PTCH1 Gene Variants, mRNA Expression, and Bioinformatics Insights in Mexican Cutaneous Squamous Cell Carcinoma Patients

Abstract

Background: Skin cancer is one of the most frequent types of cancer, and cutaneous squamous cell carcinoma (cSCC) constitutes 20% of non-melanoma skin cancer (NMSC) cases. PTCH1, a tumor suppressor gene involved in the Sonic hedgehog signaling pathway, plays a crucial role in neoplastic processes.

Methods: An analytical cross-sectional study, encompassing 211 cSCC patients and 290 individuals in a control group (CG), was performed. A subgroup of samples was considered for the relative expression analysis, and the results were obtained using quantitative real-time PCR (qPCR) with TaqMan^® probes. The functional, splicing, and disease-causing effects of the proposed variants were explored via bioinformatics.

Results: cSCC was predominant in men, especially in sun-exposed areas such as the head and neck. No statistically significant differences were found regarding the rs357564, rs2236405, rs2297086, and rs41313327 variants of PTCH1, or in the risk of cSCC, nor in the mRNA expression between the cSCC group and CG. A functional effect of rs357564 and a disease-causing relation to rs41313327 was identified.
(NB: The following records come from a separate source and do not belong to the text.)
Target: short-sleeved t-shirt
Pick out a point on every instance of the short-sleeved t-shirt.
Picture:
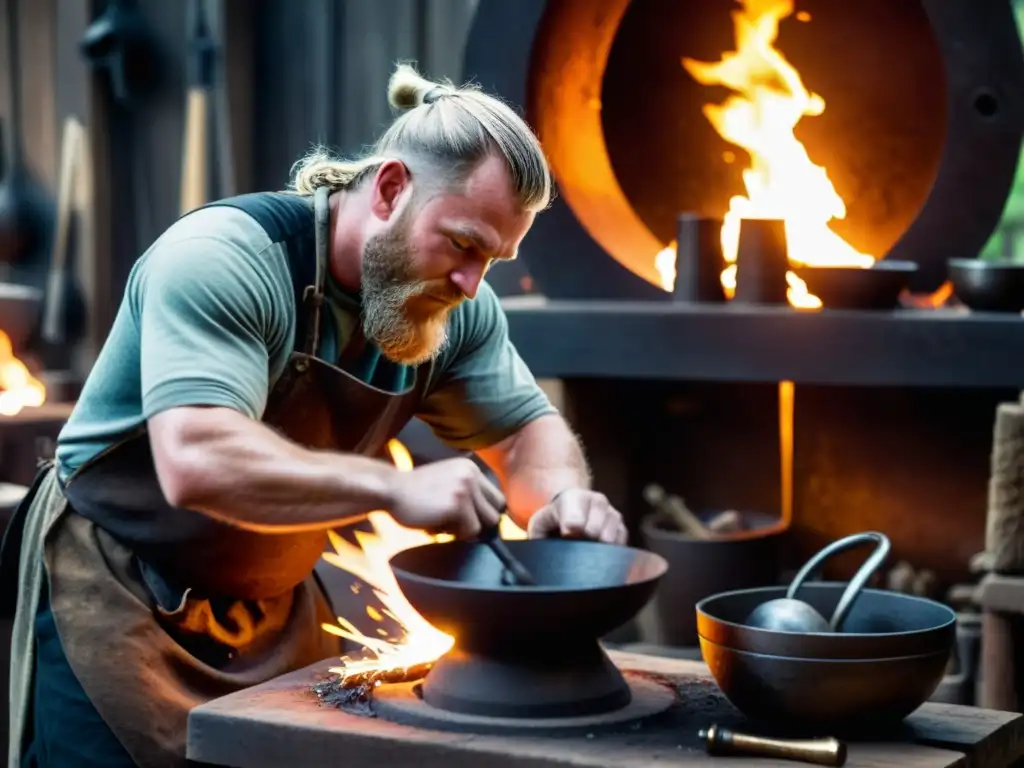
(208, 318)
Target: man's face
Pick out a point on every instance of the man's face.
(432, 256)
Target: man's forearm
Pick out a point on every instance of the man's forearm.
(220, 463)
(534, 465)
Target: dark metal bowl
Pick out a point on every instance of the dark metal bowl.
(881, 625)
(834, 696)
(988, 286)
(854, 288)
(584, 590)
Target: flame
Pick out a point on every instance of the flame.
(420, 642)
(781, 181)
(18, 388)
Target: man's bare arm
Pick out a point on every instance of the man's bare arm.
(536, 463)
(221, 463)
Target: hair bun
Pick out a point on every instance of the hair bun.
(407, 89)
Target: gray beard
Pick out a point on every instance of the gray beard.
(402, 336)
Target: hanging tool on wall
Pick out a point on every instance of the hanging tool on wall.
(26, 206)
(61, 303)
(117, 44)
(201, 78)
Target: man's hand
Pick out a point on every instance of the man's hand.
(446, 497)
(579, 513)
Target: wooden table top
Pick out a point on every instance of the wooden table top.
(282, 723)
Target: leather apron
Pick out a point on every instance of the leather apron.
(154, 630)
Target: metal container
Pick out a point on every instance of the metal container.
(888, 659)
(698, 568)
(824, 695)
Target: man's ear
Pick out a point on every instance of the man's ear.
(391, 183)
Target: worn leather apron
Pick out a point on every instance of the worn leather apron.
(153, 629)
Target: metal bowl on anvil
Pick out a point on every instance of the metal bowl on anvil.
(888, 658)
(527, 651)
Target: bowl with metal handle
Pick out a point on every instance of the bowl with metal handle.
(790, 614)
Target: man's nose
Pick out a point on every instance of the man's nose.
(467, 279)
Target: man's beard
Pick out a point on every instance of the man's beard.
(397, 315)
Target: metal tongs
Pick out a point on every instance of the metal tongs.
(493, 538)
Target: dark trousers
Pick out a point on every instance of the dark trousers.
(67, 730)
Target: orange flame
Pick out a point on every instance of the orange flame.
(19, 388)
(420, 642)
(782, 182)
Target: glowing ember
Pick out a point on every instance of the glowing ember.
(19, 388)
(781, 181)
(420, 642)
Conclusion: The proposed variants were not associated with cSCC risk in this Mexican population, but we recognize the need for analyzing larger population groups to elucidate the disease-causing role of rare variants.

Keywords: PTCH1; bioinformatics; cutaneous squamous cell carcinoma; genetic variants; mRNA; non-melanoma skin cancer; skin cancer.

Figure 1

Comparison of the PTCH1 mRNA expression in cSCC patients and the CG using (a) the 2^−ΔΔCq method and (b) the 2^−ΔCq method. cSCC: cutaneous squamous cell carcinoma, CG: control group.

Figure 2

Consurf conserved residues for the PTCH1 protein. The residues affected by the variants rs357564 (P1315L), rs2236405 (T1195S), and rs41313327 (D850N) are highlighted in boxes.